Using the triangle in figure 6, prove the cosine formula \(c^2 =a^2 +b^2 -2ab\cos(\chi)\), where \(a,b\), and \(c\) are the lengths of the vectors \(\vec A, \vec B\), and \(\vec C\) respectively.

**Strategy:** The simplest way of finding \(a^2\) etc is with a dot product.

Figure 6 Construction for cosine formula.

## Q5 Triangle internal angle#

Use vectors to show that the internal angle of a triangle (\(\angle \) ACB), figure 7, whose hypotenuse is the diameter of a semicircle, is \(90^\text{o}\). The equation of a circle centred at the origin is \(x^2 + y^2 = r^2\).

**Strategy:** Let the triangle be ABC. If the angle ACB is a right angle, then the dot product of vector AC and CB is zero; it is necessary, therefore, to find these vectors with the restriction that C always lies on the circumference of the circle. Define the origin of the coordinates as the centre of the circle; O then OC, OA, OB are radii of length \(r\). Use two-dimensional vectors in the basis set \(\boldsymbol i\) and \(\boldsymbol j\) or in matrix - vector form. Find \(\vec{CA}\cdot \vec{CB}\), it is zero if they are at \(90^\text{o}\).

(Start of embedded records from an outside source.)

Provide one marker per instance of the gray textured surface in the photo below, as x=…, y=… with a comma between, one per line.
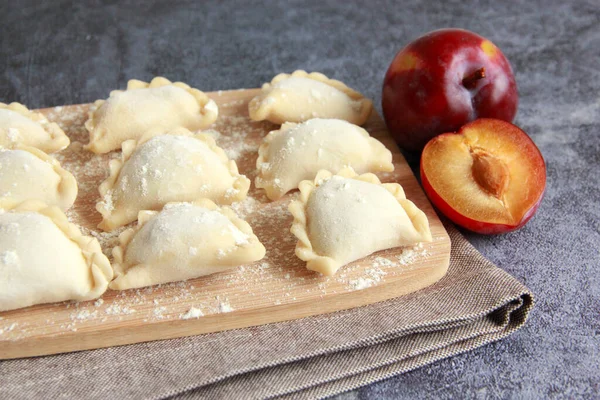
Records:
x=60, y=53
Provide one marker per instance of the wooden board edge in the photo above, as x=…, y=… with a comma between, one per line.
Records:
x=215, y=323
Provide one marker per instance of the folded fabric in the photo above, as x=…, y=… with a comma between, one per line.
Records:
x=474, y=304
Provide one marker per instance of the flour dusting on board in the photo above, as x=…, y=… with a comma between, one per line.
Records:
x=278, y=279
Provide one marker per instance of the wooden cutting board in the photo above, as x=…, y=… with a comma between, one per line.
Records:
x=277, y=288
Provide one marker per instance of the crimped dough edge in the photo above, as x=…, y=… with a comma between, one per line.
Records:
x=260, y=110
x=208, y=108
x=241, y=184
x=118, y=252
x=304, y=248
x=100, y=268
x=58, y=139
x=263, y=151
x=67, y=187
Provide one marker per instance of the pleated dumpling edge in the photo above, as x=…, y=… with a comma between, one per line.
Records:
x=347, y=247
x=165, y=105
x=74, y=283
x=15, y=118
x=206, y=239
x=116, y=214
x=300, y=96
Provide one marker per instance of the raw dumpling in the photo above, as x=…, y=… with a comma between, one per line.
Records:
x=342, y=218
x=27, y=173
x=302, y=96
x=183, y=241
x=147, y=109
x=45, y=259
x=298, y=151
x=178, y=166
x=19, y=126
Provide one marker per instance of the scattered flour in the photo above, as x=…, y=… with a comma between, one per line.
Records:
x=193, y=312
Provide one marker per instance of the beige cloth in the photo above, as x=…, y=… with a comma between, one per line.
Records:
x=474, y=304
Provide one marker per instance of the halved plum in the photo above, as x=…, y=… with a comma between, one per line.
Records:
x=489, y=177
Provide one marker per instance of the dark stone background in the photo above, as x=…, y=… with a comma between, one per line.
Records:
x=61, y=52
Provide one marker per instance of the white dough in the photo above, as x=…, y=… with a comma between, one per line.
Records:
x=342, y=218
x=302, y=96
x=27, y=173
x=183, y=241
x=147, y=109
x=19, y=126
x=296, y=152
x=45, y=259
x=178, y=166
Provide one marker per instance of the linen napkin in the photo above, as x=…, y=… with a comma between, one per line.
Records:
x=474, y=304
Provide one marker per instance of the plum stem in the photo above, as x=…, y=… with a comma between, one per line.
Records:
x=470, y=81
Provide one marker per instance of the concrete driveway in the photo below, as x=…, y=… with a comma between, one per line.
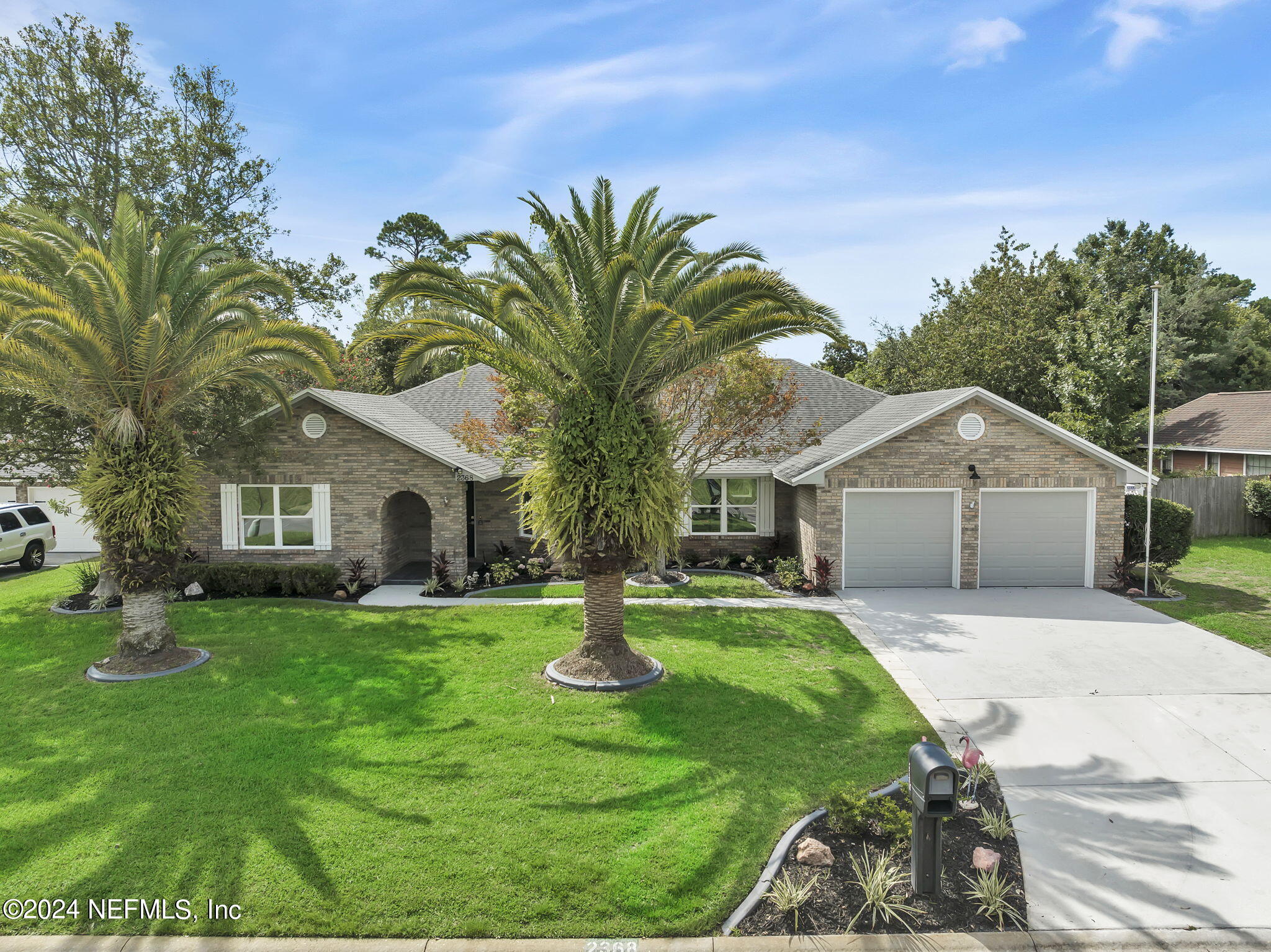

Figure 7 Construction to show that an internal angle is twice that at circumference.

## Q6 Angle in circle#

Use vectors to prove that that the angle at the centre of the circle \(\varphi\), (see Q5) is twice that at the circumference \(\theta\).

**Strategy:** Calculate both \(\varphi\) and \(\theta\) using dot products, then use the identity \(\cos(2\alpha) = 2 \cos^2(\alpha) - 1\), that is true for any angle \(\alpha\), to prove that \(\varphi = 2\theta\).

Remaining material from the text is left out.